Brynjolfsson presented his results at an Office for National Statistics conference about measuring the economy last week, hosted by the Bank of England. He argued that such benefits for consumers from the new digital economy are being missed in the national accounts of countries like the US and the UK – and that statisticians should consider using work like his to incorporate them. It wouldn’t be a trivial adjustment. Brynjolfsson’s figures suggest free sites added around $ 100bn a year to the US economy between 2007 and 2011, around 0.75 per cent of GDP.
Speaking at the same conference was Hal Varian, Google’s in-house economic guru. Varian made a point about free cloud storage for digital photos, offered by firms like his employer. How much is this service worth? Well, he noted that Kodak used to say that people would rush into a burning home for three reasons – to retrieve family members, pets and, finally, photo albums. Again, the fact this claim came from a photography company might detract a bit from its credibility. But it rings true. The implication of the fact that many people would be willing to risk their very lives for their photos implies the digital photo revolution has an implicit financial value to people – and a significant one.

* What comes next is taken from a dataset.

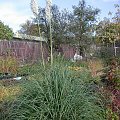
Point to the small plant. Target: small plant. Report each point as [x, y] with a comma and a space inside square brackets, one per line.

So should statisticians be making substantial adjustments to their national accounts as Brynjolfsson, Varian and many others suggest, in order to capture the undeniable value to consumers of new free online services? Aren’t we underestimating an important area of economic growth by our failure to do this? There are reasons to be a bit cautious. First, as mentioned earlier, there is a question mark over whether we actually should regard all these services as free given some of these firms run a business model in which they sell our personal data to advertisers. Wikipedia might be a nonprofit, but Google and Facebook most certainly are not.
Second, there are many other goods beyond the digital realm that people value – and which one could attempt to measure through surveys – which do not enter the national accounts. Consider clean air, or friendship, or political freedom. How much would we pay not to choke on smog? How much would we pay to be free of the fear of being locked up by a repressive regime? Perhaps the problem is less that official measures such as GDP are not fit for purpose in the digital age but that, in the digital age, we place too much weight on GDP as an indicator of our changing quality of life.